Input: grid = [[5,2,4],[3,0,5],[0,7,2]], k = 3
Output: 2
Explanation: There are two paths where the sum of the elements on the path is divisible by k.
The first path highlighted in red has a sum of 5 + 2 + 4 + 5 + 2 = 18 which is divisible by 3.
The second path highlighted in blue has a sum of 5 + 3 + 0 + 5 + 2 = 15 which is divisible by 3.

Example 2:

Input: grid = [[0,0]], k = 5
Output: 1
Explanation: The path highlighted in red has a sum of 0 + 0 = 0 which is divisible by 5.

Example 3:

Input: grid = [[7,3,4,9],[2,3,6,2],[2,3,7,0]], k = 1
Output: 10
Explanation: Every integer is divisible by 1 so the sum of the elements on every possible path is divisible by k.

Constraints:

m == grid.length
n == grid[i].length
1 <= m, n <= 5 * 10⁴
1 <= m * n <= 5 * 10⁴
0 <= grid[i][j] <= 100
1 <= k <= 50

Solution:

Firstly a note regarding notation, I have replaced small k with capital K and I am using small k for indexing.

Algorithm:

We will create a DP table of shape (M,N,K) where dp[i][j][k] denotes number of ways to reach (i,j) coordinate with sum%K==k.
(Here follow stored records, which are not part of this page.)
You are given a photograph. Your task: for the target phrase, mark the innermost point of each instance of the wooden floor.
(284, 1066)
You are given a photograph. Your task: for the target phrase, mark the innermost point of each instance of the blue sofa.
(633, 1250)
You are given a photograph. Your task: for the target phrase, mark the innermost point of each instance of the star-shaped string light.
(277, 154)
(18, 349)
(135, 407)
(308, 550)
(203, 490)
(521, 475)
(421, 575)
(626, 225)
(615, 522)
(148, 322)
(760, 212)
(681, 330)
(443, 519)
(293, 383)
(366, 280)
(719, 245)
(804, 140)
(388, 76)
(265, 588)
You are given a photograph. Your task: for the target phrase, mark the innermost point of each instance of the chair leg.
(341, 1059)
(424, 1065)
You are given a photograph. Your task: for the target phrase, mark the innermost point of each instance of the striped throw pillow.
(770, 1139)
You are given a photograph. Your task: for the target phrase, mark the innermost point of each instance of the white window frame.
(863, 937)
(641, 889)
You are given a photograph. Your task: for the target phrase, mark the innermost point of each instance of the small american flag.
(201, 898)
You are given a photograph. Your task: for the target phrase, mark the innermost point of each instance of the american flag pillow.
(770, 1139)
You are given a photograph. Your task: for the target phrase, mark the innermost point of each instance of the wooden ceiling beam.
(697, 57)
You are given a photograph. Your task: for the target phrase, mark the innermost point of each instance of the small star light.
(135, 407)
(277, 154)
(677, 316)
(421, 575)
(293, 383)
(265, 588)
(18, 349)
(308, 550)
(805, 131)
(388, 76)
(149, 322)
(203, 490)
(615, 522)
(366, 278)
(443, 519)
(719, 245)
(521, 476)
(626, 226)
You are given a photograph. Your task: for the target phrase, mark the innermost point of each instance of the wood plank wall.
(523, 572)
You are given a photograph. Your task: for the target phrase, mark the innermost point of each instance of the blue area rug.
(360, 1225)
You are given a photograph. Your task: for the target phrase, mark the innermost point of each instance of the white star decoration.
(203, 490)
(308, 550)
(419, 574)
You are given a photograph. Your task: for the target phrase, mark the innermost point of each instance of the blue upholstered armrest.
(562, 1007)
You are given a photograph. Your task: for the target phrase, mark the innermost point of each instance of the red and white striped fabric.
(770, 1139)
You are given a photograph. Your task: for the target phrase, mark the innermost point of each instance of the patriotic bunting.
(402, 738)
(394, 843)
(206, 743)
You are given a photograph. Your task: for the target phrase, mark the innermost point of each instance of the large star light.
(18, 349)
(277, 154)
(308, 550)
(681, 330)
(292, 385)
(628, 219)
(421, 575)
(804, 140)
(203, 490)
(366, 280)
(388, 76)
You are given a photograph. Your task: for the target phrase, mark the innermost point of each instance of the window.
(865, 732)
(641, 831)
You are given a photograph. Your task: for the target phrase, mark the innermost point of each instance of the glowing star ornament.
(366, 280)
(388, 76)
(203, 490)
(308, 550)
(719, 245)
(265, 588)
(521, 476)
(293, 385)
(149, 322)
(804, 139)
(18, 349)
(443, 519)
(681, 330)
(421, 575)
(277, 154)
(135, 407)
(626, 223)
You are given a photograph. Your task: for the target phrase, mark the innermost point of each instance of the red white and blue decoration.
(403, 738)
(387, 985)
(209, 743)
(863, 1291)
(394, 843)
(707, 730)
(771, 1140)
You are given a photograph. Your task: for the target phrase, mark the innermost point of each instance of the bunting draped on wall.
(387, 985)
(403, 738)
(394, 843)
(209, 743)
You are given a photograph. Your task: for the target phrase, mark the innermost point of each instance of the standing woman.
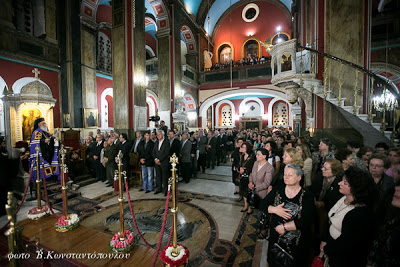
(348, 239)
(245, 167)
(236, 166)
(261, 175)
(229, 144)
(306, 156)
(292, 212)
(273, 158)
(364, 153)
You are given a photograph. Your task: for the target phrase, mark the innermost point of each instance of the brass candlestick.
(14, 233)
(174, 161)
(120, 198)
(64, 188)
(39, 206)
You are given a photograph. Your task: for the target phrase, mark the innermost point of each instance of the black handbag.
(280, 255)
(253, 198)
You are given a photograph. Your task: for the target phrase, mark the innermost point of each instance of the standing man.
(218, 152)
(211, 150)
(185, 159)
(145, 150)
(161, 159)
(224, 139)
(96, 157)
(163, 127)
(201, 144)
(110, 152)
(136, 142)
(125, 147)
(48, 153)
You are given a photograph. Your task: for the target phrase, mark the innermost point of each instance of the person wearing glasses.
(348, 237)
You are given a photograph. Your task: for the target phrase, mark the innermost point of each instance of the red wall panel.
(263, 27)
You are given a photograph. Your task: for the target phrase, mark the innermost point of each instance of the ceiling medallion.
(250, 12)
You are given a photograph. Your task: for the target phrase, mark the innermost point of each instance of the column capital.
(163, 33)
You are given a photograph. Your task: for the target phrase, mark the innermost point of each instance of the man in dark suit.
(211, 150)
(136, 142)
(224, 139)
(175, 145)
(90, 164)
(218, 152)
(96, 157)
(161, 159)
(125, 147)
(110, 153)
(145, 150)
(164, 127)
(185, 158)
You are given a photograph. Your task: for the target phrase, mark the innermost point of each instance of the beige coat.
(261, 178)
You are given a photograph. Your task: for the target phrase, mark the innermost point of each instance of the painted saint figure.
(48, 153)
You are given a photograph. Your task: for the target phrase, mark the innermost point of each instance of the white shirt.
(160, 143)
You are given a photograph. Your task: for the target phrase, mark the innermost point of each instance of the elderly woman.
(364, 153)
(394, 157)
(345, 156)
(348, 237)
(290, 155)
(261, 175)
(292, 211)
(306, 156)
(273, 158)
(319, 157)
(245, 168)
(326, 190)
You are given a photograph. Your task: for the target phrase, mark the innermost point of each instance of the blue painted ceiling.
(247, 96)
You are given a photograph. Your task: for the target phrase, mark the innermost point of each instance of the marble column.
(139, 68)
(71, 74)
(51, 21)
(129, 66)
(177, 15)
(88, 54)
(7, 27)
(164, 84)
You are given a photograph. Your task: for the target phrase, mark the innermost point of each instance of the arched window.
(29, 17)
(251, 47)
(104, 54)
(226, 115)
(280, 114)
(225, 55)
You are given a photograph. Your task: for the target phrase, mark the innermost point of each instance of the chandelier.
(386, 101)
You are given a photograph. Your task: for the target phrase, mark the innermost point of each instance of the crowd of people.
(340, 202)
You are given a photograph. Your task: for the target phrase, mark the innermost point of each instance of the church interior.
(316, 68)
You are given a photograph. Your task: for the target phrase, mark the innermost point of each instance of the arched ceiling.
(218, 8)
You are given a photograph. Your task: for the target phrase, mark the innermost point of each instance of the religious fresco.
(286, 62)
(90, 117)
(29, 116)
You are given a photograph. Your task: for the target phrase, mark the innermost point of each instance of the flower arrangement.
(36, 214)
(122, 246)
(180, 260)
(66, 224)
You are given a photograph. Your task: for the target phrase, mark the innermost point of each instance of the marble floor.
(227, 235)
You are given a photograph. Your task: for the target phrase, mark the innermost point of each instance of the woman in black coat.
(245, 167)
(348, 237)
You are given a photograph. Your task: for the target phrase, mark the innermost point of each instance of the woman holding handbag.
(261, 176)
(349, 236)
(292, 211)
(245, 168)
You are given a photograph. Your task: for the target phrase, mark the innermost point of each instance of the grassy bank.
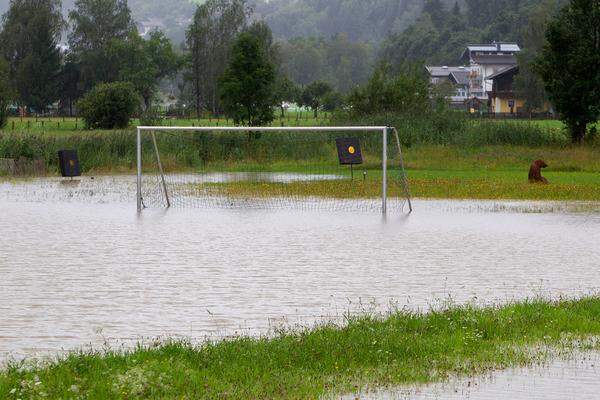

At the end we will return dp[M-1][N-1][0].

Now for (0,0) there is one way to reach dp[0][0]%K but for other values of k, there is no way to achieve that sum.

Recurrence relation

 
dp[i][j][k] = A + B

where A is the number of ways to reach (i,j) via (i,j-1) and B is the number of ways to reach (i,j) via (i-1,j) Now we know that A = dp[i][j-1][idx]. We want to find this idx Suppose grid[i][j]%K==x. Then

 
idx = (K + k - x) % K

This idx value is same even for (i-1,j)

C++ code:

 
class Solution {
public:
    int numberOfPaths(vector<vector<int>>& grid, int K) 
    {
        int m=grid.size(), n=grid[0].size(), mod=1000000007;
        vector<vector<vector<int>>> dp(m, vector<vector<int>>(n,vector<int>(K,0)));
        dp[0][0][grid[0][0]%K]++;
        for (int i=0; i<m; i++)
            for (int j=0; j<n; j++)
                for (int k=0; k<K; k++)
                {
                    if (i==0 && j==0) continue;
                    int a = ((j==0) ? 0 : dp[i][j-1][(K+k-grid[i][j]%K)%K] % mod);
                    int b = ((i==0) ? 0 : dp[i-1][j][(K+k-grid[i][j]%K)%K] % mod);
                    dp[i][j][k] = (a+b)%mod;
                }
        return dp[m-1][n-1][0];
    }
};